Saturday, February 02, 2008

Puma



ABC's. Alien Big Cats show up all over Britain, as well as all over the world, stealthily avoiding clear photography, leaving DNA samples, or heaven forbid being captured. Sadly, the chances I will witness a large black feline in the early hours of the morning in the English wild woods or hedgerows (as I imagine from Wind in the Willows) are vanishingly slim. There is a whole field for the unknown and out of place creatures, Cryptozoology. A rich vein these days, as new species are found, most notably in the DMZ between North and South Korea. The shadow leopard of Sumatra is a recent discovery. Yeti and lake monsters, chupacabras and mothmen all inhabit the liminal space between reality and myth. The big cats seem to me the most plausible as real.

Cats are elusive and mysterious when they live in one's home, able to vanish into a crack in the wall of reality for hours at a time. Panthers out of place could have more elusive skills. Domestic cats find their way across country to the humans they claim, even in new places. Or away to their own territory when the humans that claim them move away. Large cats could well be following ancestral paths, if they exist factually. Apart from people, but aware of us.

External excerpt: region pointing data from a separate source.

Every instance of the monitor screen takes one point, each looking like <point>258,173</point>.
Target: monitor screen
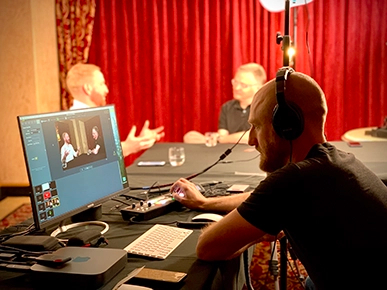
<point>74,161</point>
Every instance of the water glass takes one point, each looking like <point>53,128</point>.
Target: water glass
<point>211,138</point>
<point>176,156</point>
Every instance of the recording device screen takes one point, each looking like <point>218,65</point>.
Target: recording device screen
<point>74,161</point>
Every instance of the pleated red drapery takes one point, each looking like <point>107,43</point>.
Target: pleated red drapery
<point>171,61</point>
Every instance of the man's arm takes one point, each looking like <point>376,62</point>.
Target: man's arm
<point>145,140</point>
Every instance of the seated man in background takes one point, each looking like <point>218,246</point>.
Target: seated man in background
<point>331,207</point>
<point>86,83</point>
<point>233,118</point>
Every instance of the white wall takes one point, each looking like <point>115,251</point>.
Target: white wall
<point>29,78</point>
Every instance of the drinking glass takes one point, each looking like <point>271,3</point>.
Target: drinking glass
<point>176,156</point>
<point>211,138</point>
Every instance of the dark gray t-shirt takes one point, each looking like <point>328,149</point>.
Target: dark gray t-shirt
<point>333,211</point>
<point>233,118</point>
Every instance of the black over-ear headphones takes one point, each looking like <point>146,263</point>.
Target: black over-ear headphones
<point>288,120</point>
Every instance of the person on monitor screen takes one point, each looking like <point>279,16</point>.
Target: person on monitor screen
<point>67,151</point>
<point>331,207</point>
<point>86,83</point>
<point>233,118</point>
<point>99,145</point>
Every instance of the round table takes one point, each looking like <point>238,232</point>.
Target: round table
<point>359,135</point>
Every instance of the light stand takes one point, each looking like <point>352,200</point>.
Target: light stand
<point>285,39</point>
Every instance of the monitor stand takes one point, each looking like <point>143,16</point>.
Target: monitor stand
<point>91,214</point>
<point>86,218</point>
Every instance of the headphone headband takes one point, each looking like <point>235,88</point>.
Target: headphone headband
<point>288,120</point>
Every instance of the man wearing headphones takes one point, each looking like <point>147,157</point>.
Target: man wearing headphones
<point>332,209</point>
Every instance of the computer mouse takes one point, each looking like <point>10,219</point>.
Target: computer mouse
<point>207,217</point>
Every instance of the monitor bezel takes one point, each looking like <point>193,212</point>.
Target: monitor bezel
<point>55,221</point>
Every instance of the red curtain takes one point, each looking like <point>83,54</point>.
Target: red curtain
<point>74,20</point>
<point>171,61</point>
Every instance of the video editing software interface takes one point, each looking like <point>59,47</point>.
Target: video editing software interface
<point>74,161</point>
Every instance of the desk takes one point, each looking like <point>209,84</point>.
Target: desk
<point>198,157</point>
<point>201,275</point>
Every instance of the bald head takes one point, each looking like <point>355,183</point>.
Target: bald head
<point>302,91</point>
<point>305,93</point>
<point>86,83</point>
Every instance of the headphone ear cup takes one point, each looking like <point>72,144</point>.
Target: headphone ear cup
<point>288,121</point>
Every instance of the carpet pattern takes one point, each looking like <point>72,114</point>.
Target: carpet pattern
<point>259,269</point>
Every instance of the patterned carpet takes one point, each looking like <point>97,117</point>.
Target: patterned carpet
<point>260,278</point>
<point>259,270</point>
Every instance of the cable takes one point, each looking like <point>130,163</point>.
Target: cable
<point>224,155</point>
<point>246,267</point>
<point>132,220</point>
<point>235,161</point>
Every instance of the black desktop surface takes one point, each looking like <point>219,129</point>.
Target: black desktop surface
<point>183,259</point>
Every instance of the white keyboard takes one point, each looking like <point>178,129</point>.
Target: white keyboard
<point>158,242</point>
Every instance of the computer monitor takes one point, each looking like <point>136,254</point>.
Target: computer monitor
<point>74,162</point>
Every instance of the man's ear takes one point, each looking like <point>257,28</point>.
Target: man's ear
<point>87,89</point>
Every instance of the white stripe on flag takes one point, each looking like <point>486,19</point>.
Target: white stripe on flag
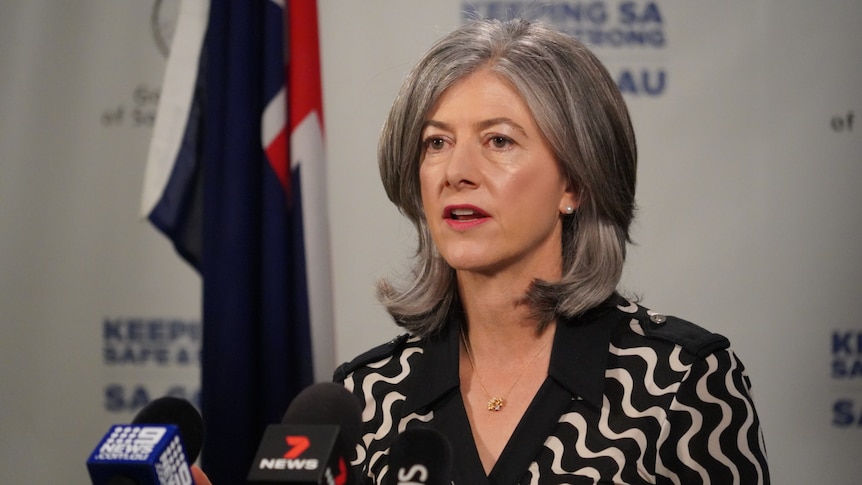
<point>175,99</point>
<point>307,151</point>
<point>273,118</point>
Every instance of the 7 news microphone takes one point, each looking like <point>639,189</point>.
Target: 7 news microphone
<point>155,449</point>
<point>419,456</point>
<point>313,443</point>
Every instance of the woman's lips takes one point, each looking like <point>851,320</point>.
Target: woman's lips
<point>462,217</point>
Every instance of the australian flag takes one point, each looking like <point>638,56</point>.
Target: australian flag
<point>235,178</point>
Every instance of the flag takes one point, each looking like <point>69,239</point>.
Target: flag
<point>241,195</point>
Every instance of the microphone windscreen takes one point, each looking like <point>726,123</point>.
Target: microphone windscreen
<point>182,414</point>
<point>420,455</point>
<point>327,403</point>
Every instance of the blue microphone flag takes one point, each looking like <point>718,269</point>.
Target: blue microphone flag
<point>145,454</point>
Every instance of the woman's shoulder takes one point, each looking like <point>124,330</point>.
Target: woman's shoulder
<point>377,357</point>
<point>653,328</point>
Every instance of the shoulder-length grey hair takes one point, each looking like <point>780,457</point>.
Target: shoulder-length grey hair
<point>584,119</point>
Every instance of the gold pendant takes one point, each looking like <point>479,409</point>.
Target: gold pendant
<point>495,404</point>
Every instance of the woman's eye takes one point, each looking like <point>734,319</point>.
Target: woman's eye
<point>499,142</point>
<point>435,143</point>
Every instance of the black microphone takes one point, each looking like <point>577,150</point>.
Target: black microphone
<point>419,456</point>
<point>313,443</point>
<point>155,449</point>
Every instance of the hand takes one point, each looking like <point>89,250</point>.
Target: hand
<point>199,477</point>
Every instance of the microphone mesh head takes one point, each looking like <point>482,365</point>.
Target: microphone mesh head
<point>181,413</point>
<point>327,403</point>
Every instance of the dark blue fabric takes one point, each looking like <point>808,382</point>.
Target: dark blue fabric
<point>256,336</point>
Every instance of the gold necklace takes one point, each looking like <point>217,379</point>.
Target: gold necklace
<point>496,403</point>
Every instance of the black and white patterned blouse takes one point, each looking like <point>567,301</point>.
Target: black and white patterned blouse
<point>631,397</point>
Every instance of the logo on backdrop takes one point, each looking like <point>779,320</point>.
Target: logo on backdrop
<point>146,358</point>
<point>626,35</point>
<point>846,349</point>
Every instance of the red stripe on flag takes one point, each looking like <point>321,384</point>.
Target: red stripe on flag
<point>304,90</point>
<point>276,153</point>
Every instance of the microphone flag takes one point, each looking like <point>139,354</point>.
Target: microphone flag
<point>298,454</point>
<point>142,454</point>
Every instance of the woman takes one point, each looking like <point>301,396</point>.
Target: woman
<point>511,150</point>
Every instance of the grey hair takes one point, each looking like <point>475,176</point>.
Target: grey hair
<point>584,119</point>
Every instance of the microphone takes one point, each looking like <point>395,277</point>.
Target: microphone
<point>313,443</point>
<point>419,456</point>
<point>155,449</point>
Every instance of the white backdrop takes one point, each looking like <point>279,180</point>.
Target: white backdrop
<point>750,153</point>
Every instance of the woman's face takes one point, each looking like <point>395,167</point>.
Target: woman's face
<point>491,188</point>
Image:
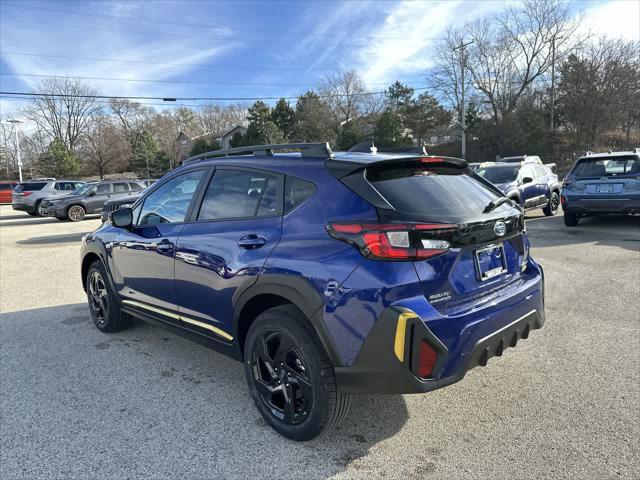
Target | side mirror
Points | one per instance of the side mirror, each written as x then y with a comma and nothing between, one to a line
122,218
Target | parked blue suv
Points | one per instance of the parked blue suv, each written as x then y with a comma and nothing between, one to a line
327,274
530,184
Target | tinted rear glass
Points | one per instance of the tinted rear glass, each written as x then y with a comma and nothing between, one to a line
603,167
439,193
30,187
499,174
296,191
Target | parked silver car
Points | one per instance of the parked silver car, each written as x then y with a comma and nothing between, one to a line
90,199
28,196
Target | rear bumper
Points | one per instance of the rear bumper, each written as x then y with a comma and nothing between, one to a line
23,207
584,204
379,369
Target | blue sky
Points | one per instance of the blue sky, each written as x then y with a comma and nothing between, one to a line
239,49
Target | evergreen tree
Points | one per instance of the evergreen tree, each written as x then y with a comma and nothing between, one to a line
314,120
283,115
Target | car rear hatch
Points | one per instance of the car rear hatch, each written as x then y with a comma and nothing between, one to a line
465,252
25,189
603,177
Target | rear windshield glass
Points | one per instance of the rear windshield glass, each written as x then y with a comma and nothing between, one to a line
603,167
433,192
30,187
499,174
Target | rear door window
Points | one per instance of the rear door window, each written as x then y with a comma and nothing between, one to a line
240,194
103,189
435,192
170,202
604,167
120,187
30,186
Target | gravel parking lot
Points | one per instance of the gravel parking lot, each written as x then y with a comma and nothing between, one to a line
143,403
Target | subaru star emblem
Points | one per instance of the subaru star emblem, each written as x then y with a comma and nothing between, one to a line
500,228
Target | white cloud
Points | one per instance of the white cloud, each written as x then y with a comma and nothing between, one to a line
408,32
619,18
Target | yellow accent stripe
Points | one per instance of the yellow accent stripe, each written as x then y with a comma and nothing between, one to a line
166,313
217,331
401,330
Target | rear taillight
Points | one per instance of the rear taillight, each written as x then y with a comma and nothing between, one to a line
394,241
427,359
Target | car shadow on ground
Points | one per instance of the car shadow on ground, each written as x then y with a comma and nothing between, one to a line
54,239
615,230
189,405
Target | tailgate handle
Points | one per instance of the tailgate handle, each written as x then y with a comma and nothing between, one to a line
251,241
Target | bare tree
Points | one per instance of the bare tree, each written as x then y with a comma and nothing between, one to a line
599,90
65,110
132,117
348,98
105,146
217,119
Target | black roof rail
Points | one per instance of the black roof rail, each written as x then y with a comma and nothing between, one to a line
366,145
320,149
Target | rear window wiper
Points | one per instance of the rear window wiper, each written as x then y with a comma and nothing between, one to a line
493,204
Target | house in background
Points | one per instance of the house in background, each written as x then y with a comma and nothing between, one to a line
185,142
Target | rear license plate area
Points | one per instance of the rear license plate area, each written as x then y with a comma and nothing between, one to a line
490,261
605,188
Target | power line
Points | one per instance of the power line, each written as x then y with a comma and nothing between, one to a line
187,82
173,99
195,25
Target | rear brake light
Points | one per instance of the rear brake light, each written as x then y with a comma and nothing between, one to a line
394,241
426,360
431,160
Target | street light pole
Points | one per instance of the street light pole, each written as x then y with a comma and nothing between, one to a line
461,47
17,144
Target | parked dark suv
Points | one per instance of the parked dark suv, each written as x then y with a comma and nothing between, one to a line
89,199
327,274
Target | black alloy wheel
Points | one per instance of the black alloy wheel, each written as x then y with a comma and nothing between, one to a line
290,377
103,301
281,377
554,203
98,298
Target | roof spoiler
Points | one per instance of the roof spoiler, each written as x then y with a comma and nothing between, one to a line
368,146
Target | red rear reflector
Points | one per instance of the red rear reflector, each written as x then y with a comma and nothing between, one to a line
426,360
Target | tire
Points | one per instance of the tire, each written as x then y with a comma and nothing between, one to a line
283,358
76,213
571,219
103,301
552,207
37,211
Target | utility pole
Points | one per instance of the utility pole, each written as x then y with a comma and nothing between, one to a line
463,67
553,81
17,144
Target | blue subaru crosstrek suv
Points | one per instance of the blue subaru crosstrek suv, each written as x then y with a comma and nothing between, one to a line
327,274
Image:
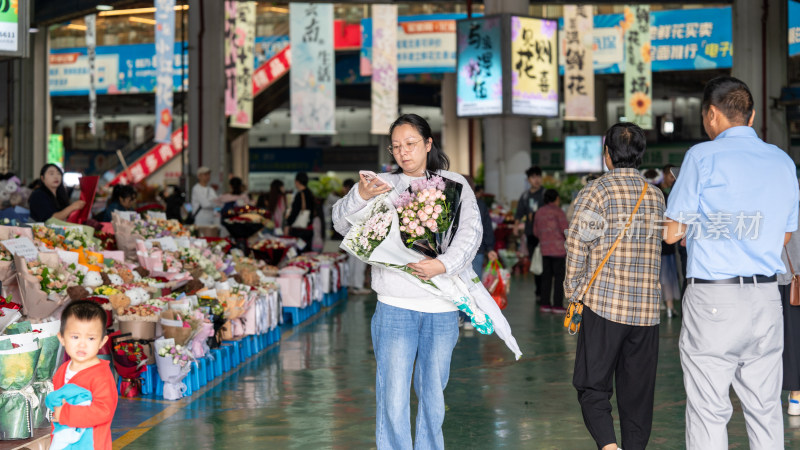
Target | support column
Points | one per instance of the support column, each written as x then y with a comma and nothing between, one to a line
207,90
760,60
32,111
507,140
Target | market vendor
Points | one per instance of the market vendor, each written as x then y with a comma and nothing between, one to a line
50,198
203,197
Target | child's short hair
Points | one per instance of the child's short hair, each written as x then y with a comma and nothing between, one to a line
85,311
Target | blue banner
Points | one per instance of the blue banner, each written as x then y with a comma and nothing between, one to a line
794,27
165,46
680,39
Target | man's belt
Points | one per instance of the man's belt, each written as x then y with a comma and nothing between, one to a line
738,280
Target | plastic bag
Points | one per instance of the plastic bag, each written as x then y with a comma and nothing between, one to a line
496,282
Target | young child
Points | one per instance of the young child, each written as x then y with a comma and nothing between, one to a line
83,333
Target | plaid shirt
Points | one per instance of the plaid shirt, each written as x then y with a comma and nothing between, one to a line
627,290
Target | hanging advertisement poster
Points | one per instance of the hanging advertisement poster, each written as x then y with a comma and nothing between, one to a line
425,44
578,57
312,82
638,74
534,67
245,36
479,67
384,67
231,50
91,43
165,46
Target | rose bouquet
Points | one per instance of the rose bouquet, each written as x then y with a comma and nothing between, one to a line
174,363
130,360
399,228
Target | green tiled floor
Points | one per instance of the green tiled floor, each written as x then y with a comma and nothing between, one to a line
317,391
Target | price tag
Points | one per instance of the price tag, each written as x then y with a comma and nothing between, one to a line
21,246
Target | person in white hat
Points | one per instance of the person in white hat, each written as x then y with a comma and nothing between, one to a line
203,196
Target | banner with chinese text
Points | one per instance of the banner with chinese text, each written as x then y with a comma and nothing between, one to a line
245,35
534,66
91,45
165,47
231,50
578,62
384,67
638,73
312,81
480,67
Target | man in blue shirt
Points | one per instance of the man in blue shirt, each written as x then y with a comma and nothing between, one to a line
736,203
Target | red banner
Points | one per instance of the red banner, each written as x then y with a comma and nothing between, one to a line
276,67
154,159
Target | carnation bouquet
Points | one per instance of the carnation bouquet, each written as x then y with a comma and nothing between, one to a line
402,227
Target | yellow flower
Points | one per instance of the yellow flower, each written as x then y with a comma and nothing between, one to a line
640,104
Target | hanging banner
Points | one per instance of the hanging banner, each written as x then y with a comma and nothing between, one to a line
231,49
384,67
638,71
245,36
312,82
91,45
534,66
480,68
578,59
165,47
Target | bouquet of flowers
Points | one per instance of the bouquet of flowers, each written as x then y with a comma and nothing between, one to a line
397,228
130,360
18,401
174,363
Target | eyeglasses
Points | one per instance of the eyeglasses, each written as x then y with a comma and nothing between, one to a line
409,147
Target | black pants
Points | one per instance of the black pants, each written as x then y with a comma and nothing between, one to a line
553,278
629,354
532,242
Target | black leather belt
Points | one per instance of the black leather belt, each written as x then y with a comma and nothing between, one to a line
738,280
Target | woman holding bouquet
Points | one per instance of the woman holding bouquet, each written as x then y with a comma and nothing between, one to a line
411,326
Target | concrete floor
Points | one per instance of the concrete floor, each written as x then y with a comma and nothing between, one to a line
316,390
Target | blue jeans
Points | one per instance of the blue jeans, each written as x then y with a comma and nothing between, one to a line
399,337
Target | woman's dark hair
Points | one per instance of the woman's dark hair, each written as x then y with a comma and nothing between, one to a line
550,196
85,311
61,198
625,143
437,160
237,187
122,191
731,96
275,194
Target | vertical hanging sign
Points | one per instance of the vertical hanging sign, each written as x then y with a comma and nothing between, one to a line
384,67
91,45
312,88
245,35
534,66
578,62
165,49
231,50
638,67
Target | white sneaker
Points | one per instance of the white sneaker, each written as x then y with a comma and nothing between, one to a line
794,407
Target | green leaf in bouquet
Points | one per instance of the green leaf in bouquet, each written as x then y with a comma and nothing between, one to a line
15,417
48,358
16,370
19,328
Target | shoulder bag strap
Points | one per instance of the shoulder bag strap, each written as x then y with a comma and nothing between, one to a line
619,238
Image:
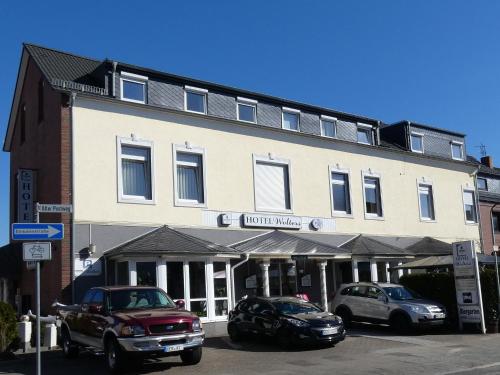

There are stories of cats who take busses, or who round neighborhoods, waiting miles away to be picked up by their humans every day. Cats who survive in moving vans and shipping containers. There was a cat who lived at the Mt. Washington Observatory, a spot in the White Mountains renowned for it's severe weather, at the weather station. Cats appear everywhere but the Antarctic. Where humans go, cats hitch a lift, to see what's there. They don't really need us, but we seem to fascinate them.

Then there are the cats in the walls of old homes, mummified. Put there, presumably intentionally - as magical protection, I wonder if the idea started when a cat just got stuck of it's own accord. Because for all their grace and speed, they do wind up in untenable positions at times. Up trees, in cactus, down sewers, possessing a certain whathehellgiveitago attitude.

And there is a part of us as humans that feels a fierce protectiveness for the young of our own predators. Apes have been eaten by lions, yet Koko had a kitten. The human psyche, probably from before we were human, has absorbed catness into ourselves. A strange mix of affection and fear, the feline is part of who we are. As we see human faces in rocks and trees, we also see huge cats (& dogs) in the shadows. Large, black, terrifying cats.

4 comments:

Anonymous said...

Beautiful shots & the description!

Lucy said...

That clouded leopard's amazing.
This reminds me of The Cat that Walked by Itself, of course, but it amuses me to think how cats and dogs almost certainly took the initiative about domestication.

These bizarre natural history posts seem like a good distraction from the things that have been dragging at you recently, and are entertaining to read too!

Zhoen said...

Please note that the photos have credits in them, not mine. I have no better citation, although I will gladly add it if I can locate the original source.

This will be the format for the foreseeable future. There are so many subjects in the strange.

Mary Sheehan Winn said...

I remember Koko and the kitten. It was named 'all Ball' because it was male. Now, why would I remember that?
Well, because the bond between them was so sweet.